Yes, we should have black and white laws, and unit tests for them. So someone could write a unit test for "Will this allow the NSA to create a secret court that is outside the rule of law?" or "Does accessing a university computer that has an open access policy allow for a sentence of 130 years?"

I believe we'd see a lot simpler laws.

jamieb | 12 years ago | on: Feds put heat on Web firms for master encryption keys

I think there needs to be an acknowledgement that the NSA, the FBI, and the government in general are not staffed by angels or robots, but by human beings, and that some of these human beings are criminals. The very fact that Snowden got all that data means that, regardless of whether or not he's a criminal or a whistleblower, the humans in government cannot be trusted with this data. "The FBI" may have a need for this data but the humans in the FBI are too great a risk. I find it absurd that we are even having to have this conversation with an organization that has to deal with operational security.
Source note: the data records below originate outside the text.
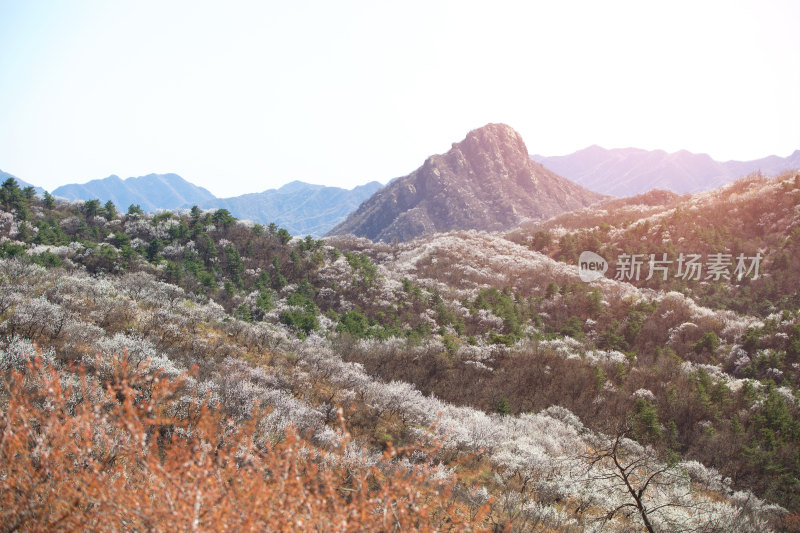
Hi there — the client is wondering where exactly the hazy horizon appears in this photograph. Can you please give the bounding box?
[0,0,800,197]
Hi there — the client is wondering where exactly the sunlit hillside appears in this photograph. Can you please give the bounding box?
[0,176,800,532]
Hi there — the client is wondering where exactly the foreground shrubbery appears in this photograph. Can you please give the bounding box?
[0,367,485,532]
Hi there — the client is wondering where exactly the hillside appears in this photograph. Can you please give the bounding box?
[0,170,44,194]
[328,124,601,242]
[52,174,214,212]
[531,145,800,196]
[0,176,800,532]
[195,181,382,237]
[509,172,800,317]
[53,174,381,237]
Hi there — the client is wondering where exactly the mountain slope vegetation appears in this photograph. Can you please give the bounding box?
[0,177,800,531]
[531,145,800,196]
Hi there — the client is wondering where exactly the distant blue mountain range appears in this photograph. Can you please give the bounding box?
[0,170,44,195]
[0,171,382,237]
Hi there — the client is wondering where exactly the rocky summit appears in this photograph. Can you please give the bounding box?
[328,124,603,242]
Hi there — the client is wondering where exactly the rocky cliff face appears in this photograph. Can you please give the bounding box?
[328,124,602,242]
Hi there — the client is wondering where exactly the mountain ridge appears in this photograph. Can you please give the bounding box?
[47,173,382,237]
[328,124,602,241]
[531,144,800,196]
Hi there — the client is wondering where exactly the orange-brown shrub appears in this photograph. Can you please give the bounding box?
[0,360,486,531]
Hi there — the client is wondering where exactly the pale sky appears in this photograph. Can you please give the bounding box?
[0,0,800,196]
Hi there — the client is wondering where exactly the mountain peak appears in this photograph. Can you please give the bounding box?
[456,123,528,158]
[329,124,601,242]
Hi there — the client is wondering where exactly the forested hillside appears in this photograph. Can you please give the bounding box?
[0,176,800,531]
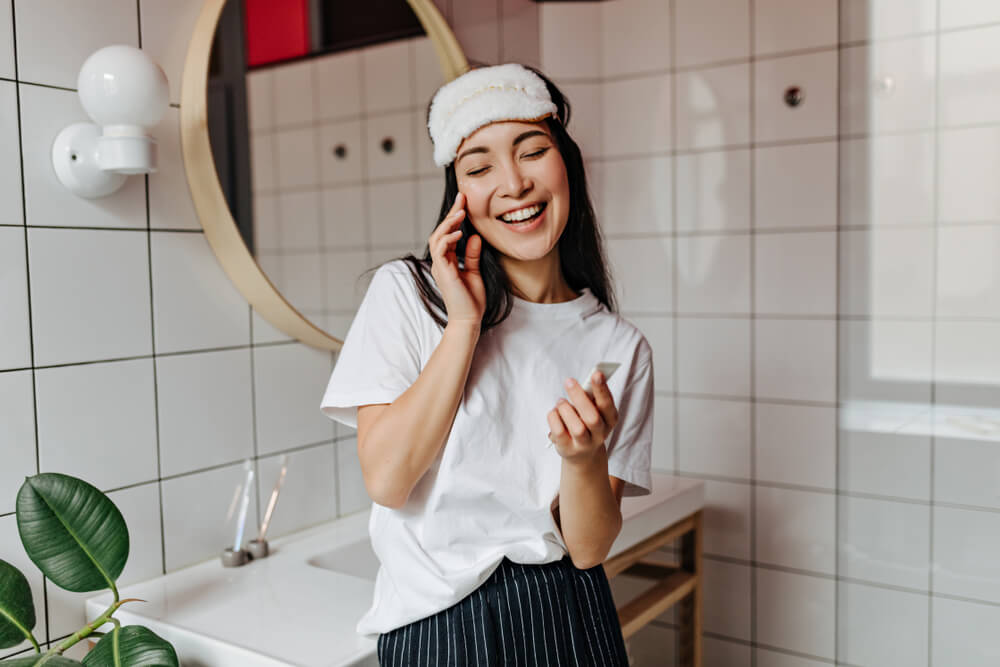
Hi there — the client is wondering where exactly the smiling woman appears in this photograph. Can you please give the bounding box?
[322,63,654,666]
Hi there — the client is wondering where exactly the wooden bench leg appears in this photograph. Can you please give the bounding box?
[677,512,703,667]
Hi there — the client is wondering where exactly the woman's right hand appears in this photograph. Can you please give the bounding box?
[427,192,486,326]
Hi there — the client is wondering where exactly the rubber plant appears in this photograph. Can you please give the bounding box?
[0,473,178,667]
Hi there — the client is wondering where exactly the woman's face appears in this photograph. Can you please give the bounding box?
[455,121,569,261]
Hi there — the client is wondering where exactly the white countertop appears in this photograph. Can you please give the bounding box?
[87,474,704,667]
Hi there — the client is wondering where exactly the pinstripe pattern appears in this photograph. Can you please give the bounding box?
[378,556,628,667]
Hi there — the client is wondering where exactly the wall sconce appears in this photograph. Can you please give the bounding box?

jamieb | 12 years ago | on: Rep Justin Amash: Strip NSA Of Power To Collect Phone Data On Innocent Americans

Side question: has the State now successfully argued that I can secretly record all conversations provided that I do not listen to them until I later get a warrant or court order?

Personally I think the two-party consent laws for recording are a great boon for corruption, and having the ability to record everything just in case I might later need to prove what was said in court would be immensely useful.

jamieb | 12 years ago | on: What is Programmer Anarchy and does it have a future?

FTA: "Take the example of a tester, or a 3rd line support analyst – in the main their ranks are filled with the below-par programmer. They help the process by reduce the programmers’ work load and don’t cost as much to the CFO’s bottom line."

Don't cost as much as what? As much as a smaller team of expert programmers doing it right?